To select single columns you would use the SELECT command. This command specifies what column of data you would like to take from. You will then need to specify the SQL table you are taking this data from. For example, if we wanted to SELECT names FROM the people column we would use this command:
SELECT names
FROM people
I could have also written out the command all on one line. But I happen to think doing it like this makes it easier to read.
You could also select two columns at one time using the following code. You will have noticed a comma is needed much like when we make a list in our everyday life.
SELECT names, birthdate
FROM people
And if I really wanted to I could select all columns inside of a table using the * command.
SELECT *
FROM people
DISTINCT Values.
Now, it could also be quite common for a data scientist to SELECT unique values. We could also call them DISTINCT values. And we do so like this.
SELECT DISTINCT languages
FROM film;
I did two things here, I ended my code with a ‘;’ and I also used the DISTINCT code. I do not need to add a ‘;’ however it is probably a good idea to get into the habit of this now since leaving it out is, quite frankly, barbaric.
What if we want to count the number of employees in a table? Well, this is what we can do. We can use the COUNT() command to do so. We will also be adding the argument ‘*’ to our COUNT command. Here it is COUNT(*), this allows us to return all the data from wherever we specify, even if it is a null value. In other words, it returns to us the total amount of rows. Here is what it looks like in action:
SELECT COUNT(*)
FROM people;
‘people’ is the name of a table, this code does not make any reference to columns so make sure to bear that in mind.
Putting it all together.
Now, let's put everything we have done so far and put it together.
SELECT COUNT(DISTINCT birthdate)
FROM people;
What is this doing? Take a little while to figure it out.
It is counting the number of unique values in the column called birthday FROM the people table. You are probably thinking about the possibilities of what you could do with this code, even with a small set of tools you can accomplish quite a lot and access a lot of data in a structured way.

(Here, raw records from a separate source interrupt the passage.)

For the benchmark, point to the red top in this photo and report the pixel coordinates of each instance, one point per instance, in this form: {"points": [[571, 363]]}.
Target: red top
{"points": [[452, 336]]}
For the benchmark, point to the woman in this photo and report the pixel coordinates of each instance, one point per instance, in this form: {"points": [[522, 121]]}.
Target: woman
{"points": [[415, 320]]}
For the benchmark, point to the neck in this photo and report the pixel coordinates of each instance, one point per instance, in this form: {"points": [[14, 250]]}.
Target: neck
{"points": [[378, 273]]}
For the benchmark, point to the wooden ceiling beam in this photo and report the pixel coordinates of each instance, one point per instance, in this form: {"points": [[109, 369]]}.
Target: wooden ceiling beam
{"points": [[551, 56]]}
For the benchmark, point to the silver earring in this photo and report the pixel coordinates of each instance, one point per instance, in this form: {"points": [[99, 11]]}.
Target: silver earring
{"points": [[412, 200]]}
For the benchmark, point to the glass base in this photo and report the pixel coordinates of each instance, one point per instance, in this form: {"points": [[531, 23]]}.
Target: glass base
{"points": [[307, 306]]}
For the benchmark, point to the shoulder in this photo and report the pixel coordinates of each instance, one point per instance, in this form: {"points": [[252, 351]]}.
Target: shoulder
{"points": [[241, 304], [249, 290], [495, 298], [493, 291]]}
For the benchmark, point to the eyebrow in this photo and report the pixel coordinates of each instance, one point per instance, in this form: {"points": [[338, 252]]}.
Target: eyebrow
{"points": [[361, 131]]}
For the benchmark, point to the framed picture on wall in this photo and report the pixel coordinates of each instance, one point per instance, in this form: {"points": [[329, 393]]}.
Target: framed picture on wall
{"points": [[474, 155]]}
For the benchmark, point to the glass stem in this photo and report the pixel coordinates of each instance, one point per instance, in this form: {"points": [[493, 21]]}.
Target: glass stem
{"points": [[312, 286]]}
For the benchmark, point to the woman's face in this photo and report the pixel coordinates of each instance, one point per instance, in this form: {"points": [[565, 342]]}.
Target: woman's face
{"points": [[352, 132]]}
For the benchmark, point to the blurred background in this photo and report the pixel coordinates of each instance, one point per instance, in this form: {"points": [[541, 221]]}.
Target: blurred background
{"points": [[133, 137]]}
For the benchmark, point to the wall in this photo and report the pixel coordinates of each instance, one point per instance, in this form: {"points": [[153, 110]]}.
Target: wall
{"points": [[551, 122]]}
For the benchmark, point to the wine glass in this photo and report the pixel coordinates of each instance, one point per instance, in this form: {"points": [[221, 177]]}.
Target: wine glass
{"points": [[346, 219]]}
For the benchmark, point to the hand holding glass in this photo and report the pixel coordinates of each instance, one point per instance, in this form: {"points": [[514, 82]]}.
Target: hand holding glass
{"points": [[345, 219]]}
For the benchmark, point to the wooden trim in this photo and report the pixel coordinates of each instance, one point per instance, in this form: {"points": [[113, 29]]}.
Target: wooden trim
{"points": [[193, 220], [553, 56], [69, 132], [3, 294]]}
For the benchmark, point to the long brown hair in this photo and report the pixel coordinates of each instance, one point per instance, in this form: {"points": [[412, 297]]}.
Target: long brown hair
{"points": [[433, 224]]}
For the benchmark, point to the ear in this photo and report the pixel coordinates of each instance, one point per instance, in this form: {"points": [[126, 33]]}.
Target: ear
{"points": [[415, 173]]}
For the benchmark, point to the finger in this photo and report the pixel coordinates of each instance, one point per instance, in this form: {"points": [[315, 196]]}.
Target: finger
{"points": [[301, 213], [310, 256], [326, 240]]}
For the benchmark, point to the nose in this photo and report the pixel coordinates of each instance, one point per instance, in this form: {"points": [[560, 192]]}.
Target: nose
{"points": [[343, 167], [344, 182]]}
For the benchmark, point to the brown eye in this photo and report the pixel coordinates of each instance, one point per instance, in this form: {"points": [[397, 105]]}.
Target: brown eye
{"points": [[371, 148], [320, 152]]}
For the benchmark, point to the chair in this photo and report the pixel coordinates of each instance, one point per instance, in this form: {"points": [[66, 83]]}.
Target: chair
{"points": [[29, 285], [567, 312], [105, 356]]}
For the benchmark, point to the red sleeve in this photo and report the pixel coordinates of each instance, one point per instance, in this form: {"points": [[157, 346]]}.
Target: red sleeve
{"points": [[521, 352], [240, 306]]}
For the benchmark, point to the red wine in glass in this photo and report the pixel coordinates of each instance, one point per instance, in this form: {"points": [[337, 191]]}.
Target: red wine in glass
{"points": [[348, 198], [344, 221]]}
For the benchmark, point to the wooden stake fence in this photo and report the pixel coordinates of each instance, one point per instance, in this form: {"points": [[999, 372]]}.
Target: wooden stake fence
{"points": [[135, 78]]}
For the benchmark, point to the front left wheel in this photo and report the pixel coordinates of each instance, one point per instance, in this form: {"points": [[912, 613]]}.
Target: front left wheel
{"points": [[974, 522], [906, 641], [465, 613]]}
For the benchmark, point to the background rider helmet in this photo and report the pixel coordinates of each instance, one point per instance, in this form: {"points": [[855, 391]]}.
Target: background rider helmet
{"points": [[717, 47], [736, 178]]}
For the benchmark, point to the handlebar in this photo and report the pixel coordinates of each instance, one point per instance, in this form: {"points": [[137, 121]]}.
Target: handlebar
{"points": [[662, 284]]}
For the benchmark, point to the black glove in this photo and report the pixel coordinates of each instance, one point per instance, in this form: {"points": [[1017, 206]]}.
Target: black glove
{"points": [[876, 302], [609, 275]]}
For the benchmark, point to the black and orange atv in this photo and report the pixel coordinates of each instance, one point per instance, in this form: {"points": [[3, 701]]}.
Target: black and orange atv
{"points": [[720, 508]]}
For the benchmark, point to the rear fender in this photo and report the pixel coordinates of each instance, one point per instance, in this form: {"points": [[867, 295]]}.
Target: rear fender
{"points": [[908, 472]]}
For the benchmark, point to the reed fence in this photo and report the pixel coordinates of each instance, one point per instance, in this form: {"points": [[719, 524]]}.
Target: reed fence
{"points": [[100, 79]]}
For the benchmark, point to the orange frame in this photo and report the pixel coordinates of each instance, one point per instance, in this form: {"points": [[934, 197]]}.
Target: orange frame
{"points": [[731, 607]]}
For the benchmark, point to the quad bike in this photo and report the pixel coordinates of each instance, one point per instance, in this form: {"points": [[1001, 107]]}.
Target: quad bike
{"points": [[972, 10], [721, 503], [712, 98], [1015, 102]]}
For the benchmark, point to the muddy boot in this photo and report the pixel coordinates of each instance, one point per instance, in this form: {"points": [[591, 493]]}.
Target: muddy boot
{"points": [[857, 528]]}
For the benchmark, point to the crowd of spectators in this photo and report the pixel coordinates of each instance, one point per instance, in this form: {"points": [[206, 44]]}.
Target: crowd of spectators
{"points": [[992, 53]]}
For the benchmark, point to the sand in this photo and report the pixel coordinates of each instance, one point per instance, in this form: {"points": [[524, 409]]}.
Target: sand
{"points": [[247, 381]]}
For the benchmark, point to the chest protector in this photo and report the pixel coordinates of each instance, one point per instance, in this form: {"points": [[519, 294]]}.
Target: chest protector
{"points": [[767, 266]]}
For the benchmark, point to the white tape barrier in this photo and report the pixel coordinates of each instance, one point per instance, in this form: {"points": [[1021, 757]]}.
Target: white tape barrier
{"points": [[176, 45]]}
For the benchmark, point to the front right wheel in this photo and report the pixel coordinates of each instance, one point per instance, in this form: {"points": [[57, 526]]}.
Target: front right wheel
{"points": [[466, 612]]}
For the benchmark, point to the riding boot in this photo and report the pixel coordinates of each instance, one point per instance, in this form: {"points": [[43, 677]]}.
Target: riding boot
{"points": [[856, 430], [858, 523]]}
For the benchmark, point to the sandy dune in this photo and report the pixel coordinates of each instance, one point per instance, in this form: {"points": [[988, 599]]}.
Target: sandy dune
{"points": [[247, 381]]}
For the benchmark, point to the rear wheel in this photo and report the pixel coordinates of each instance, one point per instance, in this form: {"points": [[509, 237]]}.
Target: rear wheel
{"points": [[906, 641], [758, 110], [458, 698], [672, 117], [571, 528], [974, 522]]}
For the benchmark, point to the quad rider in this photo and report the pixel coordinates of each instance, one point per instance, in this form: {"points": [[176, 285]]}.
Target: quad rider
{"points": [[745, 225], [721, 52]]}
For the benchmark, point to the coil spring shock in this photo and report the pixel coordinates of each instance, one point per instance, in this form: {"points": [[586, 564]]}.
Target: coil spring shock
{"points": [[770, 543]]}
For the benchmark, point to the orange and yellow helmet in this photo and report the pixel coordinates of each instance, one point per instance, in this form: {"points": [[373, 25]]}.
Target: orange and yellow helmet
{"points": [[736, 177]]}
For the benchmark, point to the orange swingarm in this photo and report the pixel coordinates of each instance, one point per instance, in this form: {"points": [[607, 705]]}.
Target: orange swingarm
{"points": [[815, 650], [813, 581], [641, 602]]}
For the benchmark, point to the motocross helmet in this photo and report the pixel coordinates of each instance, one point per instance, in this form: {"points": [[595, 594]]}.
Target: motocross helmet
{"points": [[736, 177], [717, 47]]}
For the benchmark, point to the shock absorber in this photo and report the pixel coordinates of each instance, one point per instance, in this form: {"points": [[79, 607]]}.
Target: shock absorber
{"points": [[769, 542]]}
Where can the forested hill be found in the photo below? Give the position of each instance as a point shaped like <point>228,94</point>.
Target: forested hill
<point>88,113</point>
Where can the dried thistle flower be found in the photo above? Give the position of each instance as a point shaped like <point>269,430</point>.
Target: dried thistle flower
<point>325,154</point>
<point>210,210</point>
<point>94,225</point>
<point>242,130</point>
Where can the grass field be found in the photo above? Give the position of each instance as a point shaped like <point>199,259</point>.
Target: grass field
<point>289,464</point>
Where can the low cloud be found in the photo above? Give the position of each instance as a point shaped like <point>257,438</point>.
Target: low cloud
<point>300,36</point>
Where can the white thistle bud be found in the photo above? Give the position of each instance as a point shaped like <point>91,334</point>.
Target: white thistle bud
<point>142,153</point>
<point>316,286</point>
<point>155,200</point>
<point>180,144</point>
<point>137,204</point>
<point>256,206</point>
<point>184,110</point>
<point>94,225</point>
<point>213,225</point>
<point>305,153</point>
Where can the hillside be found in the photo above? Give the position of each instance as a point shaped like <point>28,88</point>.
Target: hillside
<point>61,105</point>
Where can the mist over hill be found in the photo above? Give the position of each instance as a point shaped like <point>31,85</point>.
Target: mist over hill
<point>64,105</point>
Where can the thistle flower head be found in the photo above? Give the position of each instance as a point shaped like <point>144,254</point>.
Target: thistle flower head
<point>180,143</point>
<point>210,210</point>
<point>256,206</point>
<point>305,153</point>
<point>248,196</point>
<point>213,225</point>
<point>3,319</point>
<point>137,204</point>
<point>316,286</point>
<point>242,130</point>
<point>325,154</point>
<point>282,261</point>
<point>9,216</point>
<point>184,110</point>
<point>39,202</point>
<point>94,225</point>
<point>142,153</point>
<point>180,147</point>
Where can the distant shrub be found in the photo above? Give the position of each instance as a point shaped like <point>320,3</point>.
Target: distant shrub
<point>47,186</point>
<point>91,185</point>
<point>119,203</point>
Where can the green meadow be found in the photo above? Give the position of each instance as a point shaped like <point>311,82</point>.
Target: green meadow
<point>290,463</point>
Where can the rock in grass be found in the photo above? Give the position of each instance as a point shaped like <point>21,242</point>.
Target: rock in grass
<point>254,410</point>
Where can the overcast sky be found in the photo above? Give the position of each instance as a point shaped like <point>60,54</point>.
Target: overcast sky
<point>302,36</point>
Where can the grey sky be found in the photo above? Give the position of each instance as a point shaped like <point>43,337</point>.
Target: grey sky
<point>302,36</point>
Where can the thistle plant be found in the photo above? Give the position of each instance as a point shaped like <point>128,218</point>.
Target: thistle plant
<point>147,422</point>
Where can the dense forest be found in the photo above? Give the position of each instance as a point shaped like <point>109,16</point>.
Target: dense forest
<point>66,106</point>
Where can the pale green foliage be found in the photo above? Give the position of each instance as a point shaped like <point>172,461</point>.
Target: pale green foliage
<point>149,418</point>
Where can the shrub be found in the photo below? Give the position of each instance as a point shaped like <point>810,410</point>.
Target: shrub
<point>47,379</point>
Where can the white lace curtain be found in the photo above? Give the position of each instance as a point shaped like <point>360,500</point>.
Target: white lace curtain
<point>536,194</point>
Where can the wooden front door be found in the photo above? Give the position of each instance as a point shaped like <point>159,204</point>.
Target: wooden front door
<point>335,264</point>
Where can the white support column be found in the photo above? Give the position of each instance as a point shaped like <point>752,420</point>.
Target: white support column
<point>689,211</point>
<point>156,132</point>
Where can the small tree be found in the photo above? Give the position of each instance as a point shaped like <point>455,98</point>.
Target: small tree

Take a look at this table. We can use the SQL we have learned to access its data. Here is an example of how we might access the number of unique country values from the film table.
SELECT COUNT(DISTINCT country)
FROM films;
I hope you have learned a few things from this guide. Here is another breakdown of everything we have learned so far:
SELECT specifies what column or data to retrieve.
FROM specifies what table to retrieve the data from.
COUNT(*) returns an integer value of the number of rows including null values.
COUNT() returns the number of rows based on the argument given.
DISTINCT is used in conjunction with some of the above to return unique or DISTINCT values.